If you committed a crime by accident, and decided to lead an honest life after having served punishment for it, would you deserve the right to do so, or would you always be branded as a criminal? Creator and director Oriol Paulo puts forth some tough questions in his eight-episode retelling of Harlan Coben's 2005 bestseller. Like his previous films The Body and The Invisible Guest, Paulo is concerned with themes of revenge and guilt, and how the murky past of various characters can catch up with them in the present, forcing them to take life-altering decisions. However, in this series, Paulo, along with co-writer Jordi Vallejo, is also concerned with grief. Grief is a powerful factor in human nature, and it can either shape you into a better person, or it can bring out the first in you, and this is what happens to various characters in the show. The result is a series that revels in various jaw-dropping twists and numerous red herrings to bring out the murky side of human nature, even as it never loses sight of the importance of empathy and forgiveness in the long run. One only wishes the various scenes involving nudity, rape and violence against women were toned down slightly, because their sheer brutality and starkness catches you off-guard at times. Nevertheless, this is a fine thriller that ties up all its loose ends with flourish, and even throws in a final twist in its epilogue to keep you thinking about the strange directions human nature can take.

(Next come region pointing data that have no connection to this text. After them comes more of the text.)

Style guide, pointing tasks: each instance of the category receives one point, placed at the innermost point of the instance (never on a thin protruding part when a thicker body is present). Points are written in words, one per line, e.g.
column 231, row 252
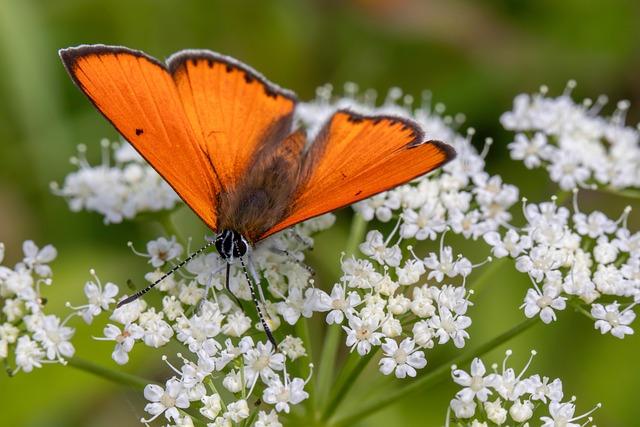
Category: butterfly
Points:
column 222, row 136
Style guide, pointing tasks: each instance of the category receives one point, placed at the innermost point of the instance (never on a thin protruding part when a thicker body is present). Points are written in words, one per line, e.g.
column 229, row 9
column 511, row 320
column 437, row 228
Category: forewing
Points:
column 139, row 97
column 235, row 110
column 355, row 157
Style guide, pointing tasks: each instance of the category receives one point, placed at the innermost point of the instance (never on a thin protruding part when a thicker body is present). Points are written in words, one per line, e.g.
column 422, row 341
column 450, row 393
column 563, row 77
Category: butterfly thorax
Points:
column 231, row 245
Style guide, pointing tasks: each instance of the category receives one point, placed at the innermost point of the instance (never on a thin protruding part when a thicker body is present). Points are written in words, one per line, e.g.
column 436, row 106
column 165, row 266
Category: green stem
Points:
column 326, row 370
column 119, row 377
column 631, row 193
column 346, row 384
column 434, row 377
column 169, row 227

Mario Casas, star of The Invisible Guest, is suitably earnest and dogged as Mateo. A victim of circumstance, Mateo longs to get back to normal life, and Casas plays him beautifully. Aura Garrido is terrific as Olivia, Mateo's wife, who has a few murky secrets of her own. Alexandra Jimenez's Lorena is slightly underdeveloped in initial episodes, but she shines in the last couple of episodes. Jose Coronado is gruff and menacing as SCU agent Teo Aguilar. Juana Acosta is solid as Sister Maria, who has too many damaging secrets, while Martina Guzman's Kimmy shines in a few key moments. Gonzalo de Castro and Ana Wagener are decent as Jaime and Sonia, who each deal with the death of their son Dani in their own way, shaping two different relationships with Mateo. The rest of the cast is okay.
Music & Other Departments
Bernat Bosch's camerawork and the editing are definitely the stars, as far as the technical side is concerned.

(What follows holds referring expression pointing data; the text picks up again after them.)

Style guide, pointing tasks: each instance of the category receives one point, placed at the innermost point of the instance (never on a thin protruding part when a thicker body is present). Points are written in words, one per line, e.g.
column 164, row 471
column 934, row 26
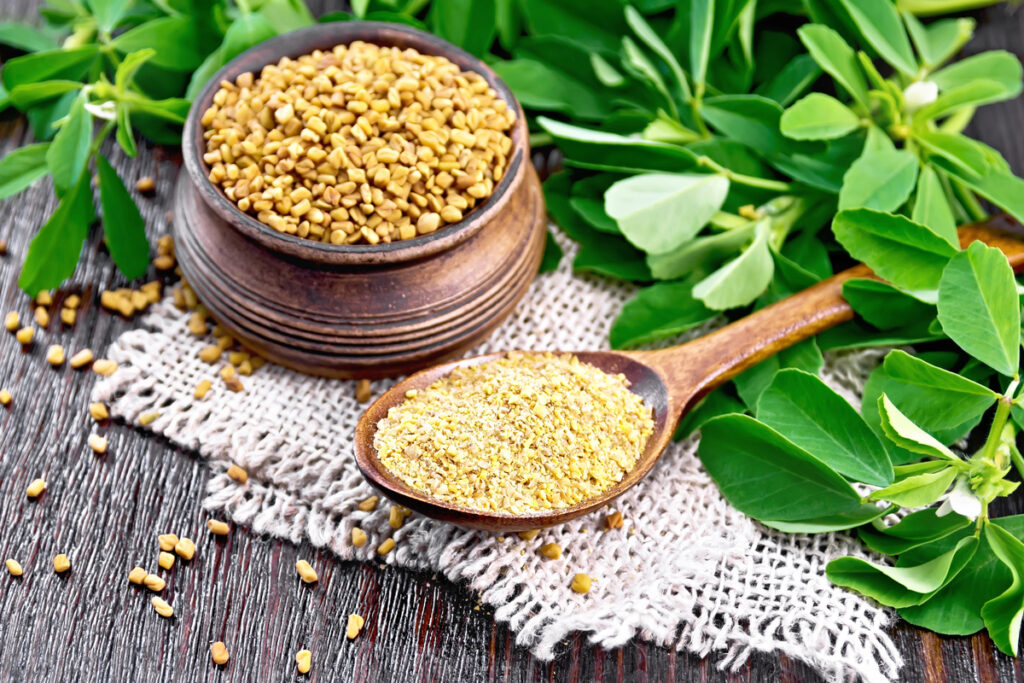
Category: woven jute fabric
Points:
column 685, row 570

The way in which Paulo and Vallejo have adapted Coben's bestseller to a Spanish context is noteworthy. Also, in spite of the dark nature of the story, the screenplay never loses sight of basic human values, and always stresses on the need for forgiveness.

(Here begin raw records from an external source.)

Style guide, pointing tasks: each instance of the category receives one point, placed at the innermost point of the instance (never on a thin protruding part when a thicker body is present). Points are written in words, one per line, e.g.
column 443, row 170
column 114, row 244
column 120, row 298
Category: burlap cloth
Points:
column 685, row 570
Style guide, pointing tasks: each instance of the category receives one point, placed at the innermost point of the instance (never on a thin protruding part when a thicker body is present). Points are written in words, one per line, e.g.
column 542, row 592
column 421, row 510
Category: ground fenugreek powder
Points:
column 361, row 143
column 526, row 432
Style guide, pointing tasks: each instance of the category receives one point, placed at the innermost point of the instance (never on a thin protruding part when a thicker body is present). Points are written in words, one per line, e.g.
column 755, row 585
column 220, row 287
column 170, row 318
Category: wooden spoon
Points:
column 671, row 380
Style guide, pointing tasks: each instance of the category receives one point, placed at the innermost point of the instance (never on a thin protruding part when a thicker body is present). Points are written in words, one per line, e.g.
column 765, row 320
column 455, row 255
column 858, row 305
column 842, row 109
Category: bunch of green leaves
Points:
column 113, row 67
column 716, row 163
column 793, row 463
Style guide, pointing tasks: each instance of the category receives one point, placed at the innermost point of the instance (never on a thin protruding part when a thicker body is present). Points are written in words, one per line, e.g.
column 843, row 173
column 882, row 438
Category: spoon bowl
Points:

This story is definitely 18+ and cannot be watched with families. There are too many scenes of women getting beaten up, raped and/or mutilated. Some scenes set in the morgue should not be watched if you're eating something at that point.
Considering the absorbing suspense of the first seven episodes, the finale feels a little hastily written.
Did I enjoy it?
Do I recommend it?
Yes. Don't miss this riveting thriller.